Ingredients:
- 1 tablespoon olive oil (15 ml)
- 1 pound Italian sausage, removed from casing (450g)
- 1 medium yellow onion, chopped (approx. 1 cup) (150g)
- 2 cloves garlic, minced (approx. 1 teaspoon) (6g)
- 1 teaspoon dried oregano (5ml)
- 1/2 teaspoon dried basil (2.5ml)
- 1/4 teaspoon red pepper flakes (1.25ml)(optional)
- 1 (28 ounce) can crushed tomatoes (794g)
- 4 cups chicken broth (950ml)
- 1 cup water (240ml)
- 8 ounces lasagna noodles, broken into small pieces (225g)

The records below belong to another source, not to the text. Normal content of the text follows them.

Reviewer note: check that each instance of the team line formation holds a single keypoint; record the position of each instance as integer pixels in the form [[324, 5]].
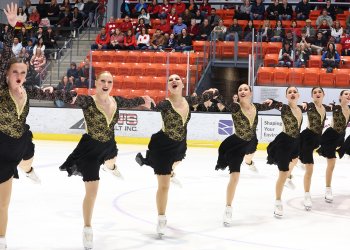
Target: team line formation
[[167, 147]]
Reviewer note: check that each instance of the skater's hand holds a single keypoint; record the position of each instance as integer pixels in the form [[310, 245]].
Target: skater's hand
[[11, 14]]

- 1 (15 ounce) container ricotta cheese (425g)
- 1/4 cup grated Parmesan cheese (25g)
- 2 tablespoons chopped fresh parsley, for garnish (30g)
- Salt and pepper to taste
Instructions:
- Heat olive oil in a large pot over medium heat. Add Italian sausage and cook, breaking it up with a spoon, until browned. Drain off any excess grease.
- Add chopped onion and minced garlic to the pot. Cook until softened, about 5 minutes. Stir in oregano, basil, and red pepper flakes (if using).
- Pour in crushed tomatoes, chicken broth, and water. Season with salt and pepper to taste. Bring to a simmer.
- Add broken lasagna noodles to the pot. Cook, stirring occasionally, until noodles are tender, about 15 minutes.
- Remove from heat. Stir in ricotta cheese and Parmesan cheese until well combined.
- Ladle soup into bowls. Garnish with fresh parsley and extra Parmesan cheese if desired.